Hardy Plumbing
April 05, 2006

"The Other Side"

Oncologist Marilyn McLaughlin of Peconic Regional Hematology Oncology, offered "the other side" during last week's forum on the state of cancer care in the county. Many doctors in private practice simply can't stay afloat if they treat Medicaid patients, according to the physician.

Oncology practices always operate at a deficit, she said, explaining that doctors generally wait about three months for reimbursement from insurance companies. Private insurers eventually do return 100% of the initial outlay, but Medicaid will only give back 10%.

"You want to help," McLaughlin said, offering that some doctors decide they will treat a small percentage of Medicaid patients. "But where do you draw the line and say 'I've helped enough people' and go home and sleep at night?" she asked.

Fiscal realities play too great of a role in treating cancer patients, McLaughlin opined. Patients with cancer who also have financial problems suffer a "double whammy," with doctors put in the position of talking with sick people about insurance options rather than how they feel. "We have to look into their insurance before we can decide what drugs we can give them," she said. "Medicine must be looked at as an equal opportunity for people who are ill."

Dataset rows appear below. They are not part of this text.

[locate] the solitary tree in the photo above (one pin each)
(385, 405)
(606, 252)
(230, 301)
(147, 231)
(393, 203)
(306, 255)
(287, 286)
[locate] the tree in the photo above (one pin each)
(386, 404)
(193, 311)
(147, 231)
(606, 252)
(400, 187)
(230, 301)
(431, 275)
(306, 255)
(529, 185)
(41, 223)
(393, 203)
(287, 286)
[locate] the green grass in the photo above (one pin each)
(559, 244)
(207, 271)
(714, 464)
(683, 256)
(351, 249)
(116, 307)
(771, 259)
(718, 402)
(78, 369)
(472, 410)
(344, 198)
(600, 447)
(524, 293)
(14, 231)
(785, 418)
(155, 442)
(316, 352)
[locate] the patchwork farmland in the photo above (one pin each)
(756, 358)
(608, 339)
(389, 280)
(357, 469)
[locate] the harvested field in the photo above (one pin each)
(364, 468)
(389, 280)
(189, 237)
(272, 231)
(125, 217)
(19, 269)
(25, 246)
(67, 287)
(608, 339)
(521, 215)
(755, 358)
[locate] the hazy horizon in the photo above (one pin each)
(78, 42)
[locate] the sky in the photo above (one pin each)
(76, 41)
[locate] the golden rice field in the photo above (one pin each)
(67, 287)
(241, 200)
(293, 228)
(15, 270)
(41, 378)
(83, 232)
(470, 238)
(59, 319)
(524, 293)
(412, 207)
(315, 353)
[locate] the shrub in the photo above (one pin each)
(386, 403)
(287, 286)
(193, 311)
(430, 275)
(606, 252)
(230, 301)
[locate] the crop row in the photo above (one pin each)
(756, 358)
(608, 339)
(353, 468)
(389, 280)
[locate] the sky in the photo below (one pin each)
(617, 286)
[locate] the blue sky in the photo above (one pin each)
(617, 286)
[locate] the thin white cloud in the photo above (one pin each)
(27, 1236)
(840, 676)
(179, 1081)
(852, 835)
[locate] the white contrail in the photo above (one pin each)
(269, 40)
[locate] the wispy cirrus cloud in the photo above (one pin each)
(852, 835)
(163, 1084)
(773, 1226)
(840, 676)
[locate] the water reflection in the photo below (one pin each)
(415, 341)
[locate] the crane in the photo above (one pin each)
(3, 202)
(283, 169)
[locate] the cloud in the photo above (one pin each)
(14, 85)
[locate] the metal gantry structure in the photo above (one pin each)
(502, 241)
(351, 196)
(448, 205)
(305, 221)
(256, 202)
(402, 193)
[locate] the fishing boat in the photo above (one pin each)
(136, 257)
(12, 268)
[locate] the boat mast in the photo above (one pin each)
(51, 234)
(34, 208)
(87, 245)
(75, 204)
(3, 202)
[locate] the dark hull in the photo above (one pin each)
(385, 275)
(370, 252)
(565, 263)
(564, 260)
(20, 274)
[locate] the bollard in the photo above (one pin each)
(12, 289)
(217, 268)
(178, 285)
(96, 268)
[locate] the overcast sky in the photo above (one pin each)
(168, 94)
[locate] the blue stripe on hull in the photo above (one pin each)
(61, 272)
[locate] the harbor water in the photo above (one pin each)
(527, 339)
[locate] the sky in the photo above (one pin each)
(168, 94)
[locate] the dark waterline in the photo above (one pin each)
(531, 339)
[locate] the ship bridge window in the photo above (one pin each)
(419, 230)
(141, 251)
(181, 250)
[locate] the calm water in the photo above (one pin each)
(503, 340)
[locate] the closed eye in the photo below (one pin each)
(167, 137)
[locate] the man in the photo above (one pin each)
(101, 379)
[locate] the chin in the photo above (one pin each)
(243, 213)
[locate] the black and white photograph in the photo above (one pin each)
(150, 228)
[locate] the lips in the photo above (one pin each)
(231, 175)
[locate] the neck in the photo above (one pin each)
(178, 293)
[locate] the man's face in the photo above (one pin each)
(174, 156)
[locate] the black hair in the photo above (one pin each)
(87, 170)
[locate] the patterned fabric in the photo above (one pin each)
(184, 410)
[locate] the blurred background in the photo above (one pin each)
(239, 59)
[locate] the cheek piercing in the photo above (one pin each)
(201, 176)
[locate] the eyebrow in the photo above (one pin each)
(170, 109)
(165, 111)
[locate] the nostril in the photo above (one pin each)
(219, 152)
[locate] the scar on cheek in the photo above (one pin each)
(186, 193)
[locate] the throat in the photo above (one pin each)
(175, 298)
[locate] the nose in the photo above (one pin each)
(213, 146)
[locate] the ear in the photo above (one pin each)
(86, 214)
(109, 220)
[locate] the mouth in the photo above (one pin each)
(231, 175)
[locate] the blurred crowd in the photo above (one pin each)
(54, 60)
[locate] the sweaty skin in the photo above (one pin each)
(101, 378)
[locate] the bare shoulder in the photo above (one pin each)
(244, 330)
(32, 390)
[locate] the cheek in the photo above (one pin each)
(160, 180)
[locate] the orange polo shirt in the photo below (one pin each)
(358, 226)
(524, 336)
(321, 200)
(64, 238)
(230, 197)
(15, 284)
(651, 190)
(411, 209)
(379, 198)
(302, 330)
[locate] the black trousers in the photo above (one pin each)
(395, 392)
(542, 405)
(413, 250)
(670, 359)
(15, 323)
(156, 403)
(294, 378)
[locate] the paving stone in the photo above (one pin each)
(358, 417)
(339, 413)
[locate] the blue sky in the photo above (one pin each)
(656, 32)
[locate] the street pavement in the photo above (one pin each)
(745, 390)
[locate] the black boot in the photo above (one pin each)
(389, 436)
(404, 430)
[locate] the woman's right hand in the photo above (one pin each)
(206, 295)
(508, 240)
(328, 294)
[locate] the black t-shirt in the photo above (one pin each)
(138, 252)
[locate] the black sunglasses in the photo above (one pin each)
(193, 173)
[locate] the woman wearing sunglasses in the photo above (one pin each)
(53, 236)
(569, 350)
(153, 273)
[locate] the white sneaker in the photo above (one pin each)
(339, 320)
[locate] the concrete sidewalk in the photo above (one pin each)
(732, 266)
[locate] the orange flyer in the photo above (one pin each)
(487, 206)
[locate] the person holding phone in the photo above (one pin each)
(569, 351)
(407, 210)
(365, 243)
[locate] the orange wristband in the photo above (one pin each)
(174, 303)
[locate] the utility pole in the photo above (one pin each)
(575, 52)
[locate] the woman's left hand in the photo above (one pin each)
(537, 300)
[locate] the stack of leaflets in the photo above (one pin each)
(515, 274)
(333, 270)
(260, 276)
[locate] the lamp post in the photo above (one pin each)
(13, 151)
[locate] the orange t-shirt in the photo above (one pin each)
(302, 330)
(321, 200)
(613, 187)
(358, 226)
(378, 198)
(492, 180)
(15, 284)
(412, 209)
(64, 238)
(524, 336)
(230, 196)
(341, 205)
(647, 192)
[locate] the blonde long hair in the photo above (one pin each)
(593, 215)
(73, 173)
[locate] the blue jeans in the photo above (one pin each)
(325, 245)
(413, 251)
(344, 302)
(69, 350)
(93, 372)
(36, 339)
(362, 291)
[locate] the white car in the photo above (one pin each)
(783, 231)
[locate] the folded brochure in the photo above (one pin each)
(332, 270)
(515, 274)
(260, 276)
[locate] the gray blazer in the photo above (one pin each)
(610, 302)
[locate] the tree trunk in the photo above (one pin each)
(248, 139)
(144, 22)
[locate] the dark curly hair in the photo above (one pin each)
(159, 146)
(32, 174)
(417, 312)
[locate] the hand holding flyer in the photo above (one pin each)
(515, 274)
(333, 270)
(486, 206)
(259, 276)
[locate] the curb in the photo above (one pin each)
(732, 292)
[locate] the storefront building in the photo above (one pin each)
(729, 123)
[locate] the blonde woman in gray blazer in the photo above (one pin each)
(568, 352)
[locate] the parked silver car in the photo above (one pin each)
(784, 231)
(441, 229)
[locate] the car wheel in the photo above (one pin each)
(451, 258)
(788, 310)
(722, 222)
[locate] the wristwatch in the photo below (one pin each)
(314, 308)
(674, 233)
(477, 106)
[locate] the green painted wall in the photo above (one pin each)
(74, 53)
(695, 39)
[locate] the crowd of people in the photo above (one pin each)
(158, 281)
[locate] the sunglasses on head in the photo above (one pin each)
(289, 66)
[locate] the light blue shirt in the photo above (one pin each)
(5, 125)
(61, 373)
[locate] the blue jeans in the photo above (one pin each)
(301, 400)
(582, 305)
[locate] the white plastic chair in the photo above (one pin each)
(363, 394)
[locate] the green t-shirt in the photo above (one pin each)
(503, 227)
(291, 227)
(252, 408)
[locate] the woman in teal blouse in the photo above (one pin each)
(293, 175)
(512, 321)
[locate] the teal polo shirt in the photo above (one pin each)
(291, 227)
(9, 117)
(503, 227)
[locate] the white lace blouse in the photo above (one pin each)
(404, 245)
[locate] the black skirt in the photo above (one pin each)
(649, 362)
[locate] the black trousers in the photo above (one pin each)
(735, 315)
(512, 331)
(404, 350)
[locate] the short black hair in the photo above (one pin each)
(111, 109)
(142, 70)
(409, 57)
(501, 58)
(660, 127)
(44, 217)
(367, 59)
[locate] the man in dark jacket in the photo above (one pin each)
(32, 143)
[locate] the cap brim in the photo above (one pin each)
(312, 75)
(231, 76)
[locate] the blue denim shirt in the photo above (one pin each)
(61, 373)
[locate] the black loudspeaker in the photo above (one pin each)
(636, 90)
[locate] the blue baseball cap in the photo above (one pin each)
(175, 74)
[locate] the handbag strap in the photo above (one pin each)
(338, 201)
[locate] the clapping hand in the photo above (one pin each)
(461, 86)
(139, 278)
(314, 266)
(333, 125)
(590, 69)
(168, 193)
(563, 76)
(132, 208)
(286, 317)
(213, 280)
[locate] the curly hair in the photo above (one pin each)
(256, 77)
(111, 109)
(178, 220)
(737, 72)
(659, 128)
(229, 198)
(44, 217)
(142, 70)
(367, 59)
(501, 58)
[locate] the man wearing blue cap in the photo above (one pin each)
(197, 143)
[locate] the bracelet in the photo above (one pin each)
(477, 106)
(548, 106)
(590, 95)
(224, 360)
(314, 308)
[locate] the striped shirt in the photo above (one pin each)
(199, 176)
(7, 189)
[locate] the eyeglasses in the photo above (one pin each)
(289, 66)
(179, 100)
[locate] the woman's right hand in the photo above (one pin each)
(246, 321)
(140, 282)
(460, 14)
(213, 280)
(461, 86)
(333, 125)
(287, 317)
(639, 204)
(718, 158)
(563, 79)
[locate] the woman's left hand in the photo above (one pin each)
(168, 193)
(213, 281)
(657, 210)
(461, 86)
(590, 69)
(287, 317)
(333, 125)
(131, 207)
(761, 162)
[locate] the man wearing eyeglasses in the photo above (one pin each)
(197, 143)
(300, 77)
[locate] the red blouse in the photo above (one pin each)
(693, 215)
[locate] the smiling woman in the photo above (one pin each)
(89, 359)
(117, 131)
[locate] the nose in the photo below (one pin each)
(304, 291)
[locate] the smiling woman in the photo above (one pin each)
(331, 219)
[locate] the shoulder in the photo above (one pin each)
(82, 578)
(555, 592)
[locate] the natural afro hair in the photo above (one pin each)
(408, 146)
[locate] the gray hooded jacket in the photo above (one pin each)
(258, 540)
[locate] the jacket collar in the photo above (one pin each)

In addition to subsidies to help balance out losses incurred in treating indigent patients, Dr. McLaughlin called for the creation of an umbrella network or a comprehensive center to assist patients with the myriad aspects of cancer treatment. Advocates may be able to help a patient receive necessary surgery, but there's no system in place to assist with the entire course of treatment needed. Funding for "multiple sub specialties" is required, she said.